The following is hand-waving for the purpose of making things easily understood, not a technically correct description.

The hand-waving

One possible way to introduce void is:

void is similar (not the same thing as) the Java Object universal superclass.

void can be seen as an abstract base of every class and non-class type. (With this metaphor, void would also be a quasi-virtual base type: conversion to void* is never ambiguous.)

So you can see the implicit conversion from T* to void* as a derived-to-base conversion, and the reverse static_cast is like a base to derived down-cast. When a void* does not really point to a T, you should not do a static_cast<T*> (when a Base* does not really point to a Derived, you should not do a static_cast<Derived*>).

Disclaimer, again

Seriously, void is not an abstract base class, and cannot be formally treated as one in many cases:

  • You cannot formally describe void either as a virtual base (or static_cast would break) or a non-virtual base (or conversions to void* would be ambiguous when multiple inheritance is used).
  • There is no void& type. This base class metaphor just does extend beyond pointers.

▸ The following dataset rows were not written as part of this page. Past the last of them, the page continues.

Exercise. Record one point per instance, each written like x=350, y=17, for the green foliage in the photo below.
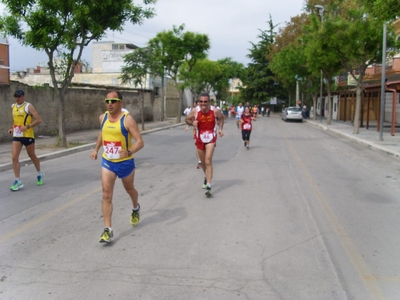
x=138, y=64
x=385, y=10
x=174, y=48
x=260, y=84
x=66, y=27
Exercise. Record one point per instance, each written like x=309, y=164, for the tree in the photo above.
x=386, y=10
x=288, y=59
x=138, y=66
x=260, y=81
x=357, y=39
x=174, y=48
x=321, y=55
x=65, y=28
x=212, y=76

Please, DO NOT go tell people "void is the universal C++ base class, like Java Object". Do not repeat anything I wrote here without the full disclaimers.

Only in some cases, void behaves like a base class for the purpose of pointer implicit conversions and casts.

You cannot write programs based on metaphors, but on the real C++ rules.

This metaphor might help. Or not. Either way, do not ever try to draw logical conclusions based on a metaphor.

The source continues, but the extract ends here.